Professor Loughrey suggested that the SRA carry out research on the experience of solicitors “where they are a small minority, perhaps even alone”.

She went on: “It seem highly probable that the pressures upon solicitors and their professional ethics in such contexts could be substantial, with a consequent threat to professional values and conduct.

“Given this, and given the proposed reduced level of consumer protections for consumers dealing with such solicitors, compared to solicitors in regulated entities, the risk such a reform poses to the ‘solicitor brand’ or, to put it another way, the reputation of the profession, seem substantial.

“Moreover, the risk of consumer confusion is high. As the SRA acknowledges, consumers are already confused about the levels of protection they have when the deal with legal service providers. This proposal complicates the situation further.”

Professor Loughrey said experience in the financial sector showed that imposing disclosure requirements “could well be ineffective at clarifying for consumers the reduced levels of protection they face when dealing with solicitors in unregulated firms”.

She argued that disclosure might work for the “hypothetical rational man”, but was not the solution for consumers, particularly vulnerable one.

“Consumers could get precisely the same services from two different solicitors yet have very different levels of protection should things go wrong. It is difficult to see how this serves the consumer or public interest.

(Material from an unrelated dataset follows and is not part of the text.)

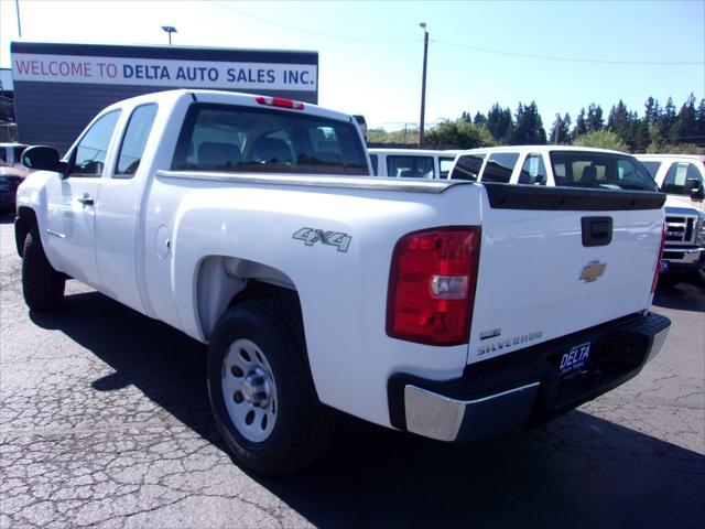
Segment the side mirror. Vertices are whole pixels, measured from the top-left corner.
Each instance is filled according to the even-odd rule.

“It risks undermining the reputation of the profession. When individuals deal with a professional they place their trust in the individual but it is possible that they also place their trust in the profession as a whole.

“They may expect that if their trust in the individual solicitor they have chosen is misplaced, the profession will address this. If it transpires that there are differing levels of protection depending on the type of solicitor they are dealing with, they may be disappointed.”

Professor Loughrey warned that it would be “very difficult” to see how not making professional indemnity insurance a regulatory requirement for individual solicitors could benefit the consumer.

“Placing the onus on the consumer to choose the level of protection that is optimal for them places a heavy burden on the consumer and existing evidence suggests it is difficult for consumers to make a fully informed unbiased choice in these matters.

“This proposal would cause further fragmentation of consumer protections and risk greater consumer confusions.”